Do you consider a pile of lumber to be a house? When does it resemble one? For those with strong religious convictions, equating a fetus with a pile of lumber is sickening. However, all Americans don't share those same beliefs.

Abortion is very much a faith-based issue. Those with strong opinions that life begins at conception are not going to change their minds. However, this is the very reason why faith-based legislation is so dangerous.


----------



## Plainsman (Jul 30, 2003)

Militant Tiger wrote:



> So a mass of flesh without conscious thought is a human? That sure does qualify quite a few things as human. *In fact I think that pretty much denies hunting too*.


That speaks volumes, but not good. Giving an animal the same importants as humans is what PETA keeps saying. Who was the fellow that made the statement " a rat is a pig is a dog is a boy, they are all of equal value"?


----------



## zogman (Mar 20, 2002)

As an adopted person I find the liberal view extremely offensive. It has nothing to do with religion as far as I am concerned. It's about life. 
I watched a vidio scan of our first grandchild when our daughter was 4 months along. Again its about giving life or killing the unborn infant.

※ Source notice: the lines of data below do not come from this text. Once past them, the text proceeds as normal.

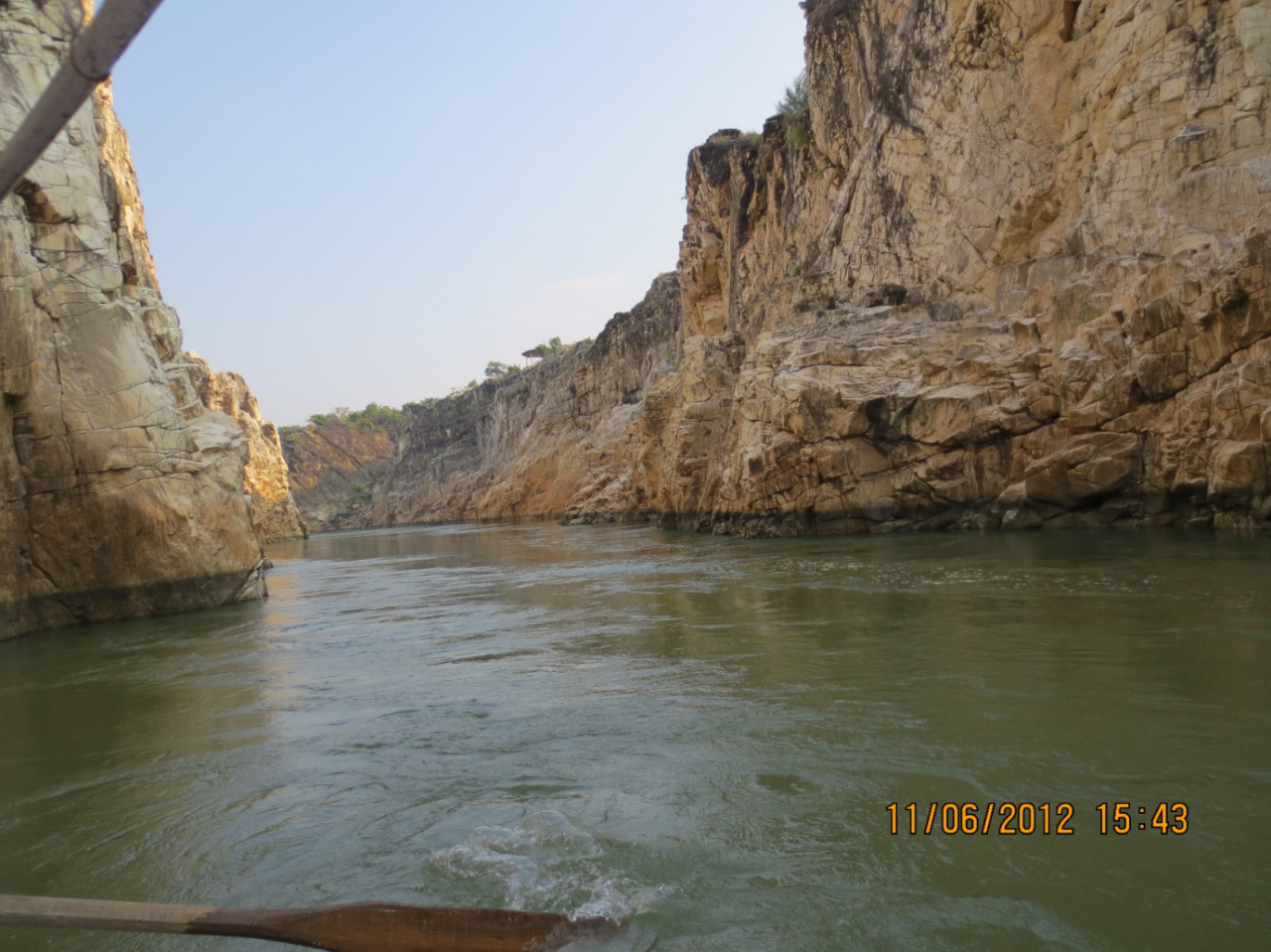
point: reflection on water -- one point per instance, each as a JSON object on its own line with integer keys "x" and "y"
{"x": 699, "y": 734}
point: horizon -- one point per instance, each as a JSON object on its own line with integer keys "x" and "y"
{"x": 459, "y": 187}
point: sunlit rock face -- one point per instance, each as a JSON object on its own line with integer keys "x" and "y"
{"x": 266, "y": 478}
{"x": 122, "y": 493}
{"x": 561, "y": 439}
{"x": 1009, "y": 271}
{"x": 1017, "y": 277}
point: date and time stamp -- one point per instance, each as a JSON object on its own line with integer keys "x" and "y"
{"x": 1026, "y": 819}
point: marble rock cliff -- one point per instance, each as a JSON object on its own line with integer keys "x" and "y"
{"x": 1008, "y": 270}
{"x": 332, "y": 467}
{"x": 558, "y": 439}
{"x": 121, "y": 493}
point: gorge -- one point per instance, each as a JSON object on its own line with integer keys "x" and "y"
{"x": 135, "y": 480}
{"x": 1004, "y": 266}
{"x": 1008, "y": 270}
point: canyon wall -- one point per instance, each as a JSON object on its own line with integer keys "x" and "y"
{"x": 332, "y": 467}
{"x": 1008, "y": 270}
{"x": 121, "y": 493}
{"x": 558, "y": 439}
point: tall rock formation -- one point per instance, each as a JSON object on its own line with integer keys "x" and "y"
{"x": 121, "y": 493}
{"x": 1009, "y": 270}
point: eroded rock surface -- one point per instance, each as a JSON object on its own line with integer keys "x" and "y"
{"x": 559, "y": 439}
{"x": 332, "y": 468}
{"x": 1015, "y": 273}
{"x": 121, "y": 493}
{"x": 266, "y": 479}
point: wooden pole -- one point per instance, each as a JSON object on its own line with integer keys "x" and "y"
{"x": 93, "y": 54}
{"x": 361, "y": 927}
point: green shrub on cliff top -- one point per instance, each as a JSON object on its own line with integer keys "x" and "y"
{"x": 793, "y": 108}
{"x": 372, "y": 415}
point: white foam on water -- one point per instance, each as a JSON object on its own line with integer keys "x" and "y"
{"x": 549, "y": 864}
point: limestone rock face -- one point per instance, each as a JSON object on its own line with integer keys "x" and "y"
{"x": 559, "y": 439}
{"x": 121, "y": 493}
{"x": 332, "y": 468}
{"x": 264, "y": 476}
{"x": 1011, "y": 271}
{"x": 1015, "y": 277}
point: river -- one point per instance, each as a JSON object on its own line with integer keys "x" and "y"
{"x": 695, "y": 734}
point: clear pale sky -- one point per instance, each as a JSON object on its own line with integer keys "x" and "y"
{"x": 354, "y": 203}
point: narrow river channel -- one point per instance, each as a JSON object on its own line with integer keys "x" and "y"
{"x": 698, "y": 735}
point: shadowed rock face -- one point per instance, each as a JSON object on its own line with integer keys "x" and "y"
{"x": 121, "y": 493}
{"x": 1017, "y": 276}
{"x": 332, "y": 468}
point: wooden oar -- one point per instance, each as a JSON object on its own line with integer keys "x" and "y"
{"x": 362, "y": 927}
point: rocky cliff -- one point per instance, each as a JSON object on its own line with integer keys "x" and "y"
{"x": 1008, "y": 270}
{"x": 558, "y": 439}
{"x": 121, "y": 493}
{"x": 332, "y": 468}
{"x": 266, "y": 478}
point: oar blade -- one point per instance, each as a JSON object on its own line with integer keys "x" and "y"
{"x": 377, "y": 927}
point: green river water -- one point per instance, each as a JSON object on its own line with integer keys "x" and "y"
{"x": 697, "y": 735}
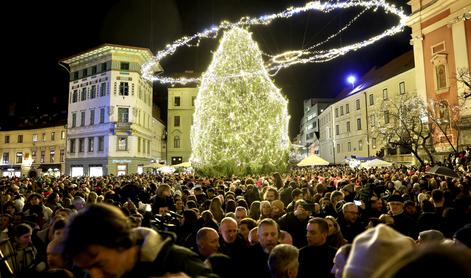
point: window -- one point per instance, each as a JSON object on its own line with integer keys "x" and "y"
{"x": 93, "y": 92}
{"x": 19, "y": 157}
{"x": 122, "y": 143}
{"x": 74, "y": 96}
{"x": 82, "y": 118}
{"x": 386, "y": 117}
{"x": 385, "y": 94}
{"x": 124, "y": 89}
{"x": 123, "y": 115}
{"x": 92, "y": 117}
{"x": 176, "y": 141}
{"x": 6, "y": 158}
{"x": 91, "y": 144}
{"x": 402, "y": 88}
{"x": 176, "y": 121}
{"x": 102, "y": 89}
{"x": 83, "y": 96}
{"x": 72, "y": 145}
{"x": 81, "y": 145}
{"x": 102, "y": 115}
{"x": 124, "y": 66}
{"x": 101, "y": 143}
{"x": 43, "y": 157}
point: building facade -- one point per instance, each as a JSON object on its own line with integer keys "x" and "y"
{"x": 441, "y": 37}
{"x": 110, "y": 126}
{"x": 347, "y": 127}
{"x": 41, "y": 149}
{"x": 181, "y": 106}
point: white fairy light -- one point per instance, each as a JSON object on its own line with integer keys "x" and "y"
{"x": 288, "y": 58}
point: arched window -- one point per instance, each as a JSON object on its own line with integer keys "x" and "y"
{"x": 176, "y": 141}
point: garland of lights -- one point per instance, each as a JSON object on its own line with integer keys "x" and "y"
{"x": 240, "y": 124}
{"x": 288, "y": 58}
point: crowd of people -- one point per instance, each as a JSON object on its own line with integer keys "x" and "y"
{"x": 317, "y": 222}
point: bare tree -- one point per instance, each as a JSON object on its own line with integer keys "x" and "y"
{"x": 406, "y": 125}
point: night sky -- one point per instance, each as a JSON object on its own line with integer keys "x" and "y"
{"x": 43, "y": 32}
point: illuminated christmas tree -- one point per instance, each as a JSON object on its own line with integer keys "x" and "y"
{"x": 241, "y": 119}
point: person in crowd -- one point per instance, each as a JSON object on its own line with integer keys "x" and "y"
{"x": 207, "y": 241}
{"x": 349, "y": 221}
{"x": 245, "y": 226}
{"x": 340, "y": 260}
{"x": 99, "y": 239}
{"x": 316, "y": 259}
{"x": 283, "y": 261}
{"x": 295, "y": 223}
{"x": 257, "y": 255}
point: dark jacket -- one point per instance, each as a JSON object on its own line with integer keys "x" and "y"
{"x": 160, "y": 255}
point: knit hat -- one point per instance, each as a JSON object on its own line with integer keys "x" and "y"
{"x": 373, "y": 248}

Big Daddy do you have childern or grandchildern?????

Big Daddy says 


> However, the question centers on when exactly that fetus is a "life". Is it at conception? Is it when it begins to resemble a human being? Is it when the heart starts to beat? Is it when it is self-sufficient and able to survive on its own?


As a 58 year old adopted person I'm damn glad my birth mother decided to keep me as soon as she found out she was pregnant.

I'll let it rest now.

Plainsman next time we wander into this territory please lock the post.


----------



## Militant_Tiger (Feb 23, 2004)

Plainsman said:


> Militant Tiger wrote:
> 
> 
> 
> ...


What exactly is the definition of life then? If a mass of flesh that lacks conscious thought or the ability to survive in the outside world is life, then what is not alive? If it is something that is not made of flesh, you have just made a point for PETA.



> Plainsman next time we wander into this territory please lock the post.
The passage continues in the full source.